Импер.-Кор. Староста
Гроздицкий".
А уездному суду была отправлена им такая бумага:
"Передается для дальнейшего производства по поводу подозрения в
шпионаже с сообщением, что обвиняемый получает значительные суммы денег из
России, и, как известно, подобная сумма поступила из России в адрес
обвиняемого в Поронин и находится в почтовом отделении Поронина для
получения".
К этому добавлялось, что сообщения об аресте столь важного преступника
посланы и в штаб 1-го корпуса, и в президиум наместничества во Львове, и в
дирекцию Львова и Кракова - словом, всем, всем, всем, всем. Очевидно, в том,
что в руки его попался действительно русский шпион, староста Нового Тарга не
сомневался.
В то время, как Владимир Ильич, еще не успокоившись, метался по своей
камере, большевик Яков Станиславович Ганецкий, живущий в Поронине и
приехавший на арбе в Новый Тарг, чтобы выручить Ленина, стоял перед
старостой Гроздицким и говорил взволнованно-повышенным тоном:
- Что вы такое сделали, послушайте, пан Гроздицкий!.. По донесению
полуграмотного деревенского жандарма вы вздумали лишить свободы величайшего
человека, которого знает весь мир, за исключением вас, как, к сожалению,
оказалось! Кого вы заподозрили в шпионаже в пользу русского правительства?

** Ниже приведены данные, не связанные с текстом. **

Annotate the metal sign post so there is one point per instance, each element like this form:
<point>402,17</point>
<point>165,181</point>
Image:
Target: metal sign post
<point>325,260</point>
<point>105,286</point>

Непримиримейшего врага этого правительства, вождя русских революционных сил
Владимира Ульянова! Грозу русского царя, Владимира Ульянова, который
руководил революцией в России в 1905 году! Владимира Ульянова, который
неслыханно развил забастовочное движение в России перед самой войной, хотя и
жил здесь, в Галиции, в деревне Поронин! Того, наконец, кто поставил на
знамени своей революционной борьбы в первую голову освобождение русской
Польши от гнета царизма!..
Это говорилось на польском языке без малейшей тени акцента, так как
говоривший был сам уроженец русской Польши, Гроздицкий же был тоже поляк.
Это говорилось слишком горячо и убедительно для того, чтобы образ Ленина не
встал, наконец, во весь свой рост и со всей возможной рельефностью перед
старостой Нового Тарга.
Он развел руками в знак того, что, по-видимому, действительно допустил
ошибку, которую исправить теперь уже не может: официальные бумаги о
гражданине Ульянове посланы уже в Краков и Львов...
- Я могу только, - сказал он, - сделать одно: направить сейчас же к
гражданину Ульянову судебного следователя для производства дознания, чтобы
провести его дело как можно быстрее.
Разбитая, усталая, возвращалась со станции домой Надежда
Константиновна. Уверенности в том, что Владимира Ильича отпустят, оставалось
все меньше, но когда она была уже близко от дома Терезы Скупень, ей пришлось
услышать (потому что и говорилось это громко, чтобы она слышала):
- Если этого шпиона выпустят и опять он сюда к нам приедет, мы ему
тогда и глаза выколем и язык вырежем!
Глядя на нее, так говорили женщины из соседних домов, стоявшие
небольшой толпой поодаль. И говорили не о ком другом, как о ее муже!..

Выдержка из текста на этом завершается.